Она должна понять: в новом деле очень часто наступает такой момент, когда вдруг упираешься в стену. И сколько ни бейся, сколько ни выдумывай разных приборов — не перескочишь эту стену. Техника и наука кажутся бессильными преодолеть запретную черту с теми средствами, какие есть в их распоряжении, Это не та черта, о которой говорила Ольга, а другая — предел не для человека, а для машины. И когда подойдешь к такой черте, во весь рост выступает человек — его чувства, его воля, как Ольга говорит — «упрямство». В таких случаях бактериолог может впрыснуть себе под кожу новую сыворотку, чтобы доказать ее безвредность и лечебные свойства, как это сделал впервые в истории с сывороткой Пастера наш ученый Гамалей.

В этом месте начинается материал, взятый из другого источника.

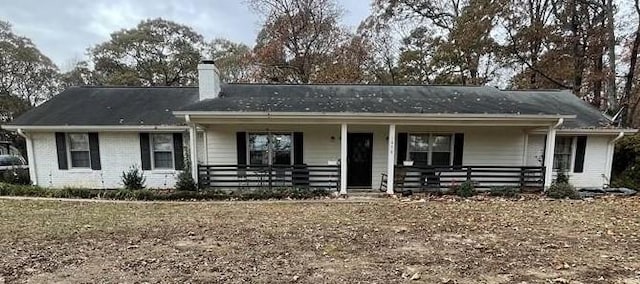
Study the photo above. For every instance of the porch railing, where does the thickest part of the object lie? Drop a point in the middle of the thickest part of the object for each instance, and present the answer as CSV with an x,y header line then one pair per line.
x,y
483,177
261,176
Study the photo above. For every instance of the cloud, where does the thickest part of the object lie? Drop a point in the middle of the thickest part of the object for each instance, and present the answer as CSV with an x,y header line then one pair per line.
x,y
64,29
113,16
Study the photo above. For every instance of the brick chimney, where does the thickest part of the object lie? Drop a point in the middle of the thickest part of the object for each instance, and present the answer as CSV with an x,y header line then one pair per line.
x,y
208,80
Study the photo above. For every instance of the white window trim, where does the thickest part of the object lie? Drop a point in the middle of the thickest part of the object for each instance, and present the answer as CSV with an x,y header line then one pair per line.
x,y
68,146
269,149
430,150
572,159
153,153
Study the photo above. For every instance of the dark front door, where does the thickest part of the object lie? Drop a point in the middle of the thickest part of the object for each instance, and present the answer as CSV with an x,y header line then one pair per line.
x,y
359,159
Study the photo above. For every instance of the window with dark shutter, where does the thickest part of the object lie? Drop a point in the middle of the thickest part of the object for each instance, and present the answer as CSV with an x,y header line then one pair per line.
x,y
145,151
178,151
581,146
61,147
402,148
94,151
241,148
458,148
298,148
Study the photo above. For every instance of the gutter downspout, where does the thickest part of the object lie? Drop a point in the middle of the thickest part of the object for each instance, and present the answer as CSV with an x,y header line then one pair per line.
x,y
192,148
609,163
549,151
31,159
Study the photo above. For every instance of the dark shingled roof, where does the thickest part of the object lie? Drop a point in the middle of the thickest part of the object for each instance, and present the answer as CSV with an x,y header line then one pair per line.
x,y
111,106
154,105
401,99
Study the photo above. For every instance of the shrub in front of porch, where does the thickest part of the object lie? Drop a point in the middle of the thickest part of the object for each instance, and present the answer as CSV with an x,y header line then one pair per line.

А вспомните Рихмана и Ломоносова, первыми решившихся поймать молнию. И Рихман тогда поплатился жизнью за эту дерзость, но Ломоносов раскрыл тайну атмосферного электричества и природу северных сияний. Есть сотни примеров… И вот он, Гусев, подошел к такому пределу для техники. Конструкция ракеты проверена десятки раз. Создан изумительный летательный аппарат, но иногда пламя реактивного двигателя разрушает ракету, если она достигнет определенной высоты. Ни один прибор–автомат не объясняет причины, почему до сих пор нельзя покорить пламя. Вот это и есть предел для техники. Но человек может сломать стену. Недавно сконструирована аварийная кабина, которая может отделиться от ракеты, в случае если ее охватит огонь. Теперь остается только сесть в ракету, изучить условия полета, а потом что‑то изменить в конструкции, может быть, создать новые автоматы для контроля неведомых сил, разрушающих ракету, и победить пламя…

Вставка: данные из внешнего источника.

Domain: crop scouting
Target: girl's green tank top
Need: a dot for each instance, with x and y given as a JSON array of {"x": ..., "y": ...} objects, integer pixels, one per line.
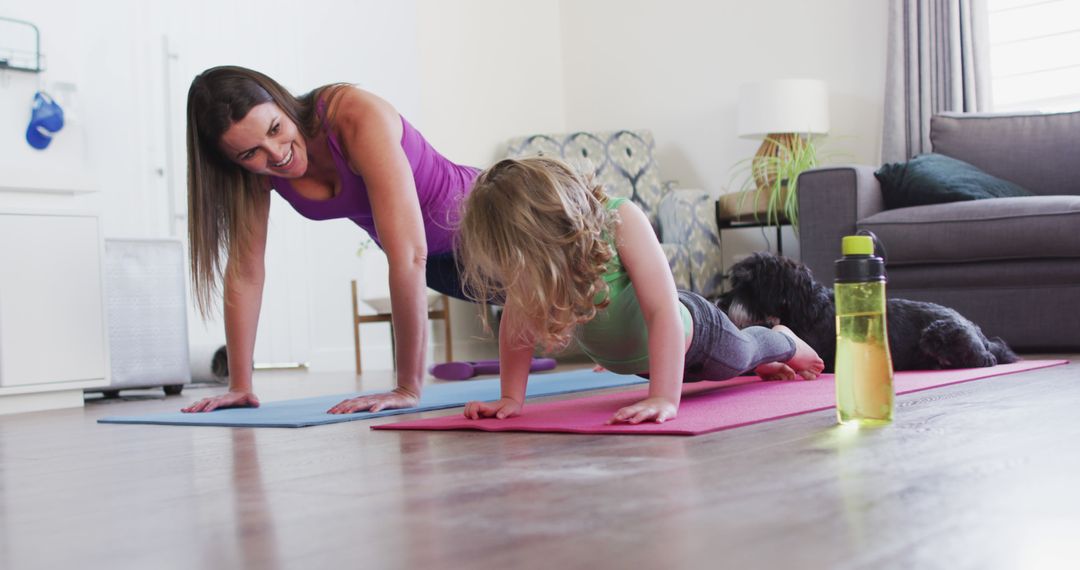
[{"x": 618, "y": 338}]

— И если у меня не будет смелости перешагнуть черту, — резко продолжал он, — если Смирнов скрутит мне руки и ноги своими приказами — подумайте, кем я тогда буду!..
— Создайте новые автоматы, — страстно сказала Ольга, — пусть приборы расскажут, что делается с ракетами. Но не рискуйте собой, своим товарищем…
— А вы спрашивали себя, сколько времени понадобится для создания таких новых, невиданно сложных автоматов? Год, два? Этого мало. Пять, может быть, десять лет… А я могу, скажем, через полгода дать Родине могучую силу. Имею ли я право забыть об этом?
Она молчала. Разве можно было что‑нибудь ему возразить? В нем была сила, которой трудно было противостоять.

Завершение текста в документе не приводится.